Author: Yves Jacquier

[i] https://www.humanbrainproject.eu

[ii] For example, read Le mythe de la singularité : faut-il craindre l’intelligence artificielle? by Jean-Gabriel Ganascia, The Inevitable by Kevin Kelly, or another of Kelly’s essays here: https://www.wired.com/2017/04/the-myth-of-a-superhuman-ai/

[iii] In reality, it is a bit more complicated, as movements are controlled by the behaviour but also by the general rules of permitted movements, often dictated by a navigation mesh or navmesh.

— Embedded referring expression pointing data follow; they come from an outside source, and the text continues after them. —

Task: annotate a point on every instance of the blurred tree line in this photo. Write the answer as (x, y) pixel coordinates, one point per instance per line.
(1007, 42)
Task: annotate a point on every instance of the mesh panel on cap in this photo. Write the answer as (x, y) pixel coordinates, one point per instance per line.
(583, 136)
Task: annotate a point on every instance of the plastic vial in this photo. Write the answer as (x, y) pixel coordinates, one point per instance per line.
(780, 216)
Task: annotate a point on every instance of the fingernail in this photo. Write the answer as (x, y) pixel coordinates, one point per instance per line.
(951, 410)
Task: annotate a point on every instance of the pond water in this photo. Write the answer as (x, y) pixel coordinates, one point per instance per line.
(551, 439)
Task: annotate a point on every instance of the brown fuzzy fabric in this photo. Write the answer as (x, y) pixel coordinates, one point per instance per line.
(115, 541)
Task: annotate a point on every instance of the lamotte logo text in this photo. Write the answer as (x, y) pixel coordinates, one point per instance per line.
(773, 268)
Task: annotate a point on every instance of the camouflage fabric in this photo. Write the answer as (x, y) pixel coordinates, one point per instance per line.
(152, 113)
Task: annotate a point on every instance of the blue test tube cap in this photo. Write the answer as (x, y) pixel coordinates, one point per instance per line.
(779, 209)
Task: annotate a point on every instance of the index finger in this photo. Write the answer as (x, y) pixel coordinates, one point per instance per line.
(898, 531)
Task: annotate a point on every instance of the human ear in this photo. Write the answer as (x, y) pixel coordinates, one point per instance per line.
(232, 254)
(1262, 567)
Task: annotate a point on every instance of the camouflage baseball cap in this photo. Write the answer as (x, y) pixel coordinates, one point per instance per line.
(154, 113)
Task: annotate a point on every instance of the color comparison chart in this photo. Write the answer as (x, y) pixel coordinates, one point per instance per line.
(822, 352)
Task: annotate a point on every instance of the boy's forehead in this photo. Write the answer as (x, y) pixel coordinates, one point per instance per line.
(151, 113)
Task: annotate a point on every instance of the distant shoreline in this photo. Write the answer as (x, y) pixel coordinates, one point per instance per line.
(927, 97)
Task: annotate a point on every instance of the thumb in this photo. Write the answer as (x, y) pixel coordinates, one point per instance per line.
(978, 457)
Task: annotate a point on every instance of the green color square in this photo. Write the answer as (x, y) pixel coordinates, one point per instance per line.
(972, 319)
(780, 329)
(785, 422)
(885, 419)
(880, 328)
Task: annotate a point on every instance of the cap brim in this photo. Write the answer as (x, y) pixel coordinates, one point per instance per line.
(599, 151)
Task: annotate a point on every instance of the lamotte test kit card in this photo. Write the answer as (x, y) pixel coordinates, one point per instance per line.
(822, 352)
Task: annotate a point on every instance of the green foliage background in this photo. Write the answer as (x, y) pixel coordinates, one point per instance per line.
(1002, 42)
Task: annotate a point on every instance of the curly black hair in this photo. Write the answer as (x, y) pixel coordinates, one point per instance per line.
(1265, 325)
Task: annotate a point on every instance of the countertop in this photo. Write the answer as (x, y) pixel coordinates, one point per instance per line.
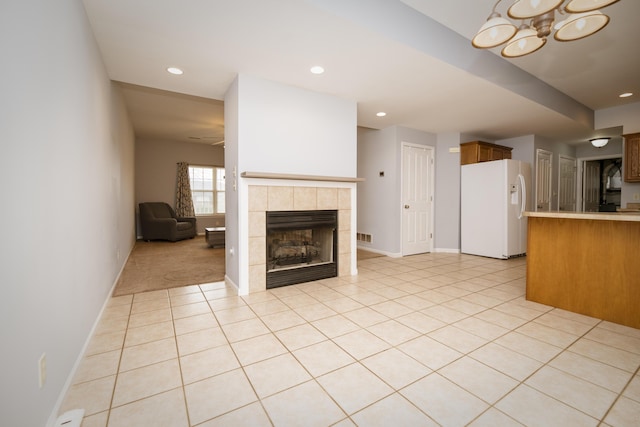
(604, 216)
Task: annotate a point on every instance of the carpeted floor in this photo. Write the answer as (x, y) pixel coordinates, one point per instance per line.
(162, 265)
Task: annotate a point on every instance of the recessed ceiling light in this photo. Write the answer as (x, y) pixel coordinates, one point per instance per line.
(174, 70)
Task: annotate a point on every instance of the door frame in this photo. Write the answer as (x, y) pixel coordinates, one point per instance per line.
(431, 183)
(581, 160)
(575, 178)
(540, 151)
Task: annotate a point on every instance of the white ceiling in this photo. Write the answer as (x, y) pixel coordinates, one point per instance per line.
(387, 55)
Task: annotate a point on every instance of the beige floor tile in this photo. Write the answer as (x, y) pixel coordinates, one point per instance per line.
(276, 374)
(603, 353)
(598, 373)
(492, 418)
(575, 392)
(150, 305)
(251, 415)
(365, 317)
(96, 420)
(420, 322)
(360, 344)
(509, 362)
(166, 408)
(414, 302)
(300, 336)
(259, 348)
(547, 334)
(148, 296)
(391, 309)
(282, 320)
(430, 352)
(148, 333)
(148, 353)
(105, 342)
(235, 314)
(444, 401)
(323, 357)
(186, 299)
(315, 311)
(484, 382)
(529, 346)
(188, 310)
(183, 290)
(396, 368)
(218, 395)
(444, 314)
(457, 339)
(98, 366)
(354, 387)
(195, 323)
(625, 412)
(531, 407)
(146, 381)
(393, 332)
(245, 329)
(93, 396)
(394, 410)
(208, 363)
(335, 326)
(200, 340)
(343, 304)
(306, 405)
(263, 308)
(481, 328)
(150, 317)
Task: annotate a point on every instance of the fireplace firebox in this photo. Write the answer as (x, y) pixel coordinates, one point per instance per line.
(301, 246)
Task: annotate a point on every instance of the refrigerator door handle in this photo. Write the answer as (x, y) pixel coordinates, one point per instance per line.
(523, 196)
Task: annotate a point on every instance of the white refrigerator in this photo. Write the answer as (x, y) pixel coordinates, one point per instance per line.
(494, 196)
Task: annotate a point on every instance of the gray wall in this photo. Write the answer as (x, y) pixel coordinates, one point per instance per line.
(156, 172)
(67, 173)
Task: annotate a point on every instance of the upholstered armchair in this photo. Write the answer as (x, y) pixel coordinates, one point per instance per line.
(158, 221)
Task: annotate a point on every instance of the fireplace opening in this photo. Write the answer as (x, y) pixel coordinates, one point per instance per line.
(301, 246)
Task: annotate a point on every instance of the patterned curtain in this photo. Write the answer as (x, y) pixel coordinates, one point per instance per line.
(184, 202)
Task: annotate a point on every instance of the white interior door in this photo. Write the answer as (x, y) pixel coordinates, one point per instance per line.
(417, 199)
(591, 186)
(567, 183)
(543, 180)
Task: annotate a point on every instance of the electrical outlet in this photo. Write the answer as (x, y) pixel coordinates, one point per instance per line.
(42, 370)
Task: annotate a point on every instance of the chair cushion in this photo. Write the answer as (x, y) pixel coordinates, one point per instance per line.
(184, 226)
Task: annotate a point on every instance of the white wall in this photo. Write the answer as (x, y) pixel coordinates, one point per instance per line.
(156, 172)
(447, 194)
(379, 197)
(627, 116)
(67, 184)
(275, 128)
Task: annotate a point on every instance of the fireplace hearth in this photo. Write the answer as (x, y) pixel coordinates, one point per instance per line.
(301, 246)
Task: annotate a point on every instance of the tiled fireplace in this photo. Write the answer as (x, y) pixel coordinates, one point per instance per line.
(283, 198)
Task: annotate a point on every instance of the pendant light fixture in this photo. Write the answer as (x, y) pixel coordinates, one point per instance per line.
(581, 19)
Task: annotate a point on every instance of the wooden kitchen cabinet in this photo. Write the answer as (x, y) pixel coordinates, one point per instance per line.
(632, 157)
(479, 151)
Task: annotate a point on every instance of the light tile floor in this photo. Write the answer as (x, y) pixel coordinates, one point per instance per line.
(426, 340)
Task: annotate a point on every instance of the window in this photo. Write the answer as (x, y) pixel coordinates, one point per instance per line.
(207, 189)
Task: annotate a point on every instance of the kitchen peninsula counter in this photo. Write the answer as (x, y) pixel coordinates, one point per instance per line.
(586, 262)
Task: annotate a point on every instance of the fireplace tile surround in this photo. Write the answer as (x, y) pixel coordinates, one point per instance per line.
(263, 198)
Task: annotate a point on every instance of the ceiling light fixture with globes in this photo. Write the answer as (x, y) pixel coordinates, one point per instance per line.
(577, 19)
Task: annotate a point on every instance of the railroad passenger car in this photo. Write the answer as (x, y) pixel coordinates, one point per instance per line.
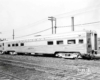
(82, 43)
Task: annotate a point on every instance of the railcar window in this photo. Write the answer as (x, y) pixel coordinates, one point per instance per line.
(3, 44)
(71, 41)
(12, 44)
(8, 45)
(16, 44)
(50, 42)
(22, 44)
(59, 42)
(80, 41)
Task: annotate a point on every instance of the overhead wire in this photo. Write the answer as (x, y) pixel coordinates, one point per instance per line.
(34, 33)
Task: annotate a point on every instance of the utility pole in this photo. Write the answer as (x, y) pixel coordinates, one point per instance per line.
(72, 18)
(13, 34)
(55, 25)
(53, 19)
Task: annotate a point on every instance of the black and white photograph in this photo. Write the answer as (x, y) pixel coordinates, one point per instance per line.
(49, 39)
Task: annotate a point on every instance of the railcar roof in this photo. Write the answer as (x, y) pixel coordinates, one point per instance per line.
(54, 35)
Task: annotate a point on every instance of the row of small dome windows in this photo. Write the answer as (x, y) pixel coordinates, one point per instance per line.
(21, 44)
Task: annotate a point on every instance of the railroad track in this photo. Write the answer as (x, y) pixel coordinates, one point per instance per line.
(52, 71)
(6, 76)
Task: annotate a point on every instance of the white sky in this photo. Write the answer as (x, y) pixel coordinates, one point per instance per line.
(30, 16)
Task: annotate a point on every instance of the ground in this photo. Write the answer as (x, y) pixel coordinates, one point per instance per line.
(47, 68)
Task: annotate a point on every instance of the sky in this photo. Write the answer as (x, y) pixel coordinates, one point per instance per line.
(27, 17)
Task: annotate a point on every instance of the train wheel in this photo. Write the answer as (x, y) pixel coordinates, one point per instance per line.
(60, 55)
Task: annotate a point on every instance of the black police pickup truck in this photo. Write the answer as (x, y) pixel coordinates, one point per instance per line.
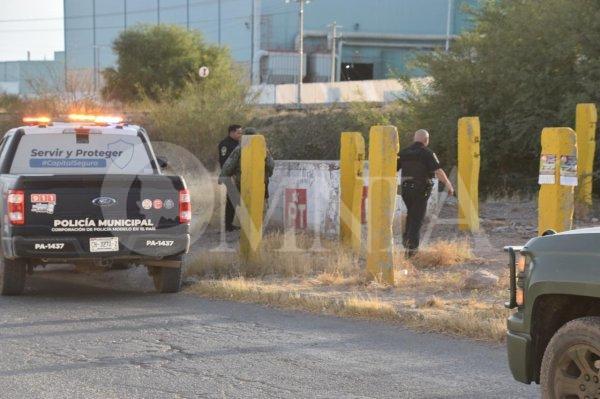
(89, 192)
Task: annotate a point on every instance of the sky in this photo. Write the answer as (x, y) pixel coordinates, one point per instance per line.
(34, 25)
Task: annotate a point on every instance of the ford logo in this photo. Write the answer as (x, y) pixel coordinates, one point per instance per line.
(104, 201)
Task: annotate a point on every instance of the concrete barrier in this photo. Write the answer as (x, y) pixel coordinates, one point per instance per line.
(306, 194)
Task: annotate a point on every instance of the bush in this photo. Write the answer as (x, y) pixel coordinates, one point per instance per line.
(198, 118)
(524, 67)
(315, 134)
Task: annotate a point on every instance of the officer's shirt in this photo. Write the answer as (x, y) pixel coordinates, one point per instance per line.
(226, 147)
(418, 163)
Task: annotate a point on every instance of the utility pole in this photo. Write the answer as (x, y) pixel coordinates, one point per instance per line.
(449, 24)
(300, 47)
(333, 27)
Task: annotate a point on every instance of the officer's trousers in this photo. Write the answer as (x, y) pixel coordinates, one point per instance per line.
(415, 197)
(233, 197)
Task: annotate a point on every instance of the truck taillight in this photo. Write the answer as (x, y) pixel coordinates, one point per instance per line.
(16, 206)
(185, 207)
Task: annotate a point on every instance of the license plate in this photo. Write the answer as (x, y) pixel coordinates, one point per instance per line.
(104, 244)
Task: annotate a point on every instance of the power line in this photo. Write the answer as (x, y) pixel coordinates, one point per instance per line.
(212, 20)
(140, 11)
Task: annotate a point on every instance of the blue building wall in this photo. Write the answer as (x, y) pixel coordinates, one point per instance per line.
(32, 77)
(92, 25)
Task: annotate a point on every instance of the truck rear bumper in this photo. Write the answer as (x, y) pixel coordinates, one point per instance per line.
(149, 246)
(519, 346)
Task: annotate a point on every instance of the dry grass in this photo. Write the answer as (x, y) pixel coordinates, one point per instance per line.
(272, 295)
(470, 318)
(277, 258)
(444, 254)
(326, 278)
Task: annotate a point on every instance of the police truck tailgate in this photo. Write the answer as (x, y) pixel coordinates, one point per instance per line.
(98, 215)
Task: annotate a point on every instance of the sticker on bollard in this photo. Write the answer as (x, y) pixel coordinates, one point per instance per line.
(547, 169)
(568, 170)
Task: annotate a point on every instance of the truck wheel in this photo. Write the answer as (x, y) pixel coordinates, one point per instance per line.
(12, 276)
(167, 279)
(571, 363)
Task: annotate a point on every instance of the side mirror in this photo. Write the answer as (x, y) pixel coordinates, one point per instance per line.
(162, 162)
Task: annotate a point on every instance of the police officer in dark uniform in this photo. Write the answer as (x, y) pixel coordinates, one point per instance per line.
(419, 166)
(226, 147)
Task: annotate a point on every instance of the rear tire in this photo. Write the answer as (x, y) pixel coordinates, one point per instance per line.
(167, 280)
(120, 265)
(12, 276)
(571, 363)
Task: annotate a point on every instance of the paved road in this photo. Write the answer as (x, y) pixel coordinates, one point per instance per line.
(73, 340)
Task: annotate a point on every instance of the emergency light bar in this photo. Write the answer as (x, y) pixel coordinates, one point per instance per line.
(36, 120)
(97, 119)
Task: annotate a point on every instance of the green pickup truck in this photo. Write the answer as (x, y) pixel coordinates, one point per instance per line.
(554, 334)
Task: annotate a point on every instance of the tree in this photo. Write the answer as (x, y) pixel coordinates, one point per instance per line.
(525, 66)
(155, 59)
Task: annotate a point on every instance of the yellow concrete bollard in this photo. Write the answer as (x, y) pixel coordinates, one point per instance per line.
(469, 135)
(252, 195)
(558, 176)
(587, 118)
(352, 156)
(383, 184)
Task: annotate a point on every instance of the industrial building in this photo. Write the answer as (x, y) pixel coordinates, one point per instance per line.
(374, 39)
(28, 77)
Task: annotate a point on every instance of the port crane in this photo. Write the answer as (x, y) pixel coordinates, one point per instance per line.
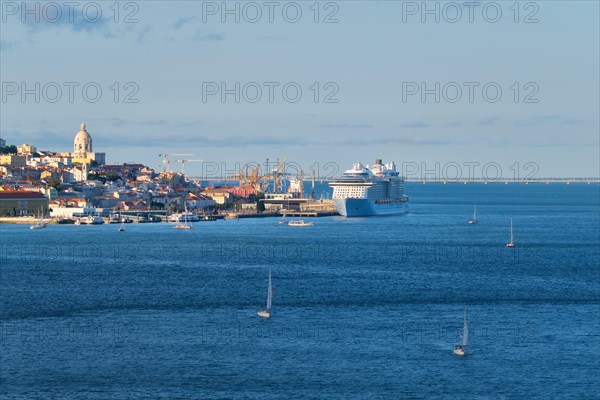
(166, 161)
(250, 175)
(183, 162)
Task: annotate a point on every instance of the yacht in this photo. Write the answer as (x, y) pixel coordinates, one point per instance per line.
(91, 220)
(364, 191)
(266, 313)
(184, 216)
(300, 222)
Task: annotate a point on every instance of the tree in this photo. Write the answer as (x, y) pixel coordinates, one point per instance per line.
(12, 149)
(55, 183)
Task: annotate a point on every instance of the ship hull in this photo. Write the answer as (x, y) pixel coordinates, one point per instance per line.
(368, 208)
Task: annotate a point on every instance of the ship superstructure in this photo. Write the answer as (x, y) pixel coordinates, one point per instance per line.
(365, 191)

However, this clearly shows that adding a new option requires going back over the numerous rules that define possible behaviours, which involves combining behavioural questions with a .

[iv] The most well-known example of this to date is AlphaGo Zero https://deepmind.com/blog/article/alphago-zero-starting-scratch.

[v] For example, read https://www.nature.com/articles/d41586-019-02156-9.

[vi] When I access online support that uses chat software, I like to test the limits of these systems with sentences that only a human could appreciate. One of my favourites is, “Do I have time to order myself a pizza?”

[vii] For example, https://deepmind.com/blog/article/alphastar-mastering-real-time-strategy-game-starcraft-ii: the idea put forward is to demonstrate an artificial intelligence able to make optimum decisions that require long-term planning and that have a large number of possible actions, in real time and with imperfect information.